SOCIÉTÉ/HISTOIRE
Sommes-nous dans l’ère du déclin démocratique, de l’avènement de la « peuplecratie » ? Peut-on sauver la démocratie libérale ? Et comment ? L’historien Marc Lazar, le politiste Ilvo Diamanti et le philosophe Pierre-Henri Tavoillot ouvrent le débat.
L’Europe politique, fondée sur l’idée de raison et de progrès, se débat avec un intrus qui en conteste les principes : le populisme. La victoire du Brexit, en juin 2016, en a été le signe avant-coureur. L’arrivée au pouvoir en Italie, il y a un an, d’une droite dure régionaliste (La Ligue) et d’un mouvement « ni droite ni gauche » (Mouvement 5 étoiles), en est la forme achevée : la peuplecratie. C’est donc naturellement sur la situation transalpine que se penchent l’historien Marc Lazar et le politiste Ilvo Diamanti pour décortiquer « la métamorphose de nos démocraties ». La Botte est en effet « le sismographe qui enregistre les moindres secousses telluriques qui bouleversent l’ordre politique » du continent. S’y sont mêlés déclin des cultures politiques traditionnelles, recul des grands partis, personnalisation du pouvoir, médiatisation. S’y ajoute désormais la valorisation systématique du peuple, « groupe homogène », « porteur de vérité » et « fondamentalement bon », à l’inverse de ses représentants, par essence corrompus. La « peuplecratie » est-elle pour autant une fatalité ? Non, selon les auteurs, à condition que les partisans de la démocratie libérale sachent répondre aux aspirations des populations. Ce que, apparemment, ils n’ont pas su faire.
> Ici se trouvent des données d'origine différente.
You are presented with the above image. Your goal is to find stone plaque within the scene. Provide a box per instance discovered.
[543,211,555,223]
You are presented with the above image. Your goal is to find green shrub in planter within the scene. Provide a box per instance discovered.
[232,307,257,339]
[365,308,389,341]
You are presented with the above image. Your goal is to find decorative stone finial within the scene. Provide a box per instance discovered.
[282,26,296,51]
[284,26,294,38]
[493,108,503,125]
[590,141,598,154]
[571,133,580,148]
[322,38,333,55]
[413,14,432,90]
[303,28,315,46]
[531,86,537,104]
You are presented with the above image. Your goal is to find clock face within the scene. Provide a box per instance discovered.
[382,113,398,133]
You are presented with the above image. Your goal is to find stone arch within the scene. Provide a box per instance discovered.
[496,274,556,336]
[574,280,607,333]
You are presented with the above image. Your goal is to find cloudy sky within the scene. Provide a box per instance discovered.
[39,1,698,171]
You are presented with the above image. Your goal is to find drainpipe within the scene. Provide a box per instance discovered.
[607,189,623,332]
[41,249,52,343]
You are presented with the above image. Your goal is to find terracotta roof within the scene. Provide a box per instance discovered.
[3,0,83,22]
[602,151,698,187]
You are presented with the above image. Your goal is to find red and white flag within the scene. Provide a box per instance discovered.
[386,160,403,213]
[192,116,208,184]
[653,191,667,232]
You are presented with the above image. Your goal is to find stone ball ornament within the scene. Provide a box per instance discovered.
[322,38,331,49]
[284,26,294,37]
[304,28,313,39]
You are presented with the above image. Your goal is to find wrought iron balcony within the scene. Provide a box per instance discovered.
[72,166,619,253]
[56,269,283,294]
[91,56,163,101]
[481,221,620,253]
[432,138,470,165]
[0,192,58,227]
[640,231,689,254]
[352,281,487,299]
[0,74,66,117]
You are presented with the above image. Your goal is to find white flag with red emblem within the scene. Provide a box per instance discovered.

Comment gouverner un peuple-roi ? se demande, pour sa part, Pierre-Henri Tavoillot. Pour sortir de l’ornière la démocratie libérale, victime d’une « crise de la représentation », d’ « impuissance publique » et de « déficit de sens », le philosophe élabore de « nouvelles règles de l’art politique » en réponse à quatre questions. Comment gagner les élections, réussir une délibération, prendre de bonnes décisions, bien rendre les comptes ? La route est longue, comme le déplorait déjà Mirabeau en octobre 1789, en cette époque où « il faut tout craindre et tout braver ; où le tumulte renaît du tumulte ; où l’on produit une émeute par les moyens qu’on prend pour la prévenir ; où il faut sans cesse de la mesure, et où la mesure paraît équivoque, timide, pusillanime ».